Handed down in 1973, the nearly 50-year-old legal precedent set by Roe v. Wade guaranteed individuals access to abortion within particular limits prescribed by each of the 50 states.

The Supreme Court’s opinion on Dobbs v. Jackson, published Friday, eliminates that right and allows each state to determine whether abortion should be allowed within its borders.

As reported by The Dallas Express, more than half of the states have passed or are predicted to pass new laws restricting or prohibiting abortion, including Texas, where several clinics have already suspended their services.

On Friday, pro-abortion supporters took to the streets protesting the Court’s decision. Fox 4 News reported that a few hundred protesters rallied at Civic Park after marching through downtown Dallas.

DTX Daily posted footage on Twitter that afternoon of workers boarding up the historic Santa Fe Terminal Complex just hours after the Court’s decision went public.

The neighboring Earle Cabell Federal Building also braced itself against potential unrest, with workers erecting a security fence around the building, per Fox 4 News.

The rally remained peaceful and ended before midnight.

On Saturday, several hundred people showed up at Main Street Garden in downtown Dallas for the “Rising Together Rally.”

Kristy Noble, chairwoman of the Dallas County Democratic Party, addressed the crowd, saying, “It’s time to stop playing nice. We have to get mean, we have to get loud, and we have to fight for our rights.”

Noble and other speakers called on the crowd to vote for pro-abortion candidates and get everyone they knew to the polls for this year’s midterm elections.
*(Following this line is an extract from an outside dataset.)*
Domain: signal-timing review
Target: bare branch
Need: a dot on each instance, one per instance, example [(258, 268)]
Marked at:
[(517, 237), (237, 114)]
However, the demonstrations did not reflect any consensus on the Supreme Court’s decision to overturn Roe v. Wade in the city of Dallas, as both pro- and anti-abortion activists spoke out.

Geralyn Kaminsky, executive director of Catholic Pro-Life Community, stated, “We absolutely applaud the Supreme Court decision. We believe in the dignity and respect of life of all human life.”

For his part, Bishop Edward Burns of the Catholic Diocese of Dallas issued a statement:

“Since 1973, we have prayed and marched for the right to life. We are grateful that this day has come and give thanks to God for the gift of life. Let us continue to pray that all will come to acknowledge this sacred right to life.”

Burns’ sentiment was echoed by his colleague in Fort Worth in the Fort Worth Star-Telegram, Bishop Michael Olson, who wrote in a statement, “Human beings are only as safe as the most vulnerable member of our society. If unborn babies are not protected by law and safe from harm, then it follows any injury to any person can be falsely justified by law and society.”

Another of Saturday’s protests was held in Belo Garden Park on Main Street in Dallas. Among those groups who organized the demonstration in protest of the Supreme Court opinion were Dallas Women’s March, Planned Parenthood, Dallas AFL-CIO, and the Texas Coalition of Black Democrats.

“Every woman should have the right to choose for their own body,” protest attendee Sam Rosso told CBS News. Ross stated that although he is not a woman, he wanted to show his support for them. 

“Let’s change this and restore the rights,” suggested protester Allison Liu to Fox 4 News. “We’ve learned about all the people who fought for our rights, so we did have rights. And to have it all taken away after all that hardworking is heartbreaking.”

Meanwhile, anti-abortion activists praised the Supreme Court’s decision as a win. 

“Yesterday (June 24) was actually a really good day,” said Mary Castle, a senior policy advisor for Texas Values. “I know there will be some legalities that they are trying to figure out, but we are happy. They are complying with where we are moving towards, which is an abortion-free America.”

“When I heard the news, I was totally for it; I do support it,” said David Marshall, an anti-abortion demonstrator. “I’m totally against abortion. That is just the way I was brought up and the way that I believe.” 

Security dispersed some individuals who grew combative throughout the evening to ensure the demonstration remained calm. 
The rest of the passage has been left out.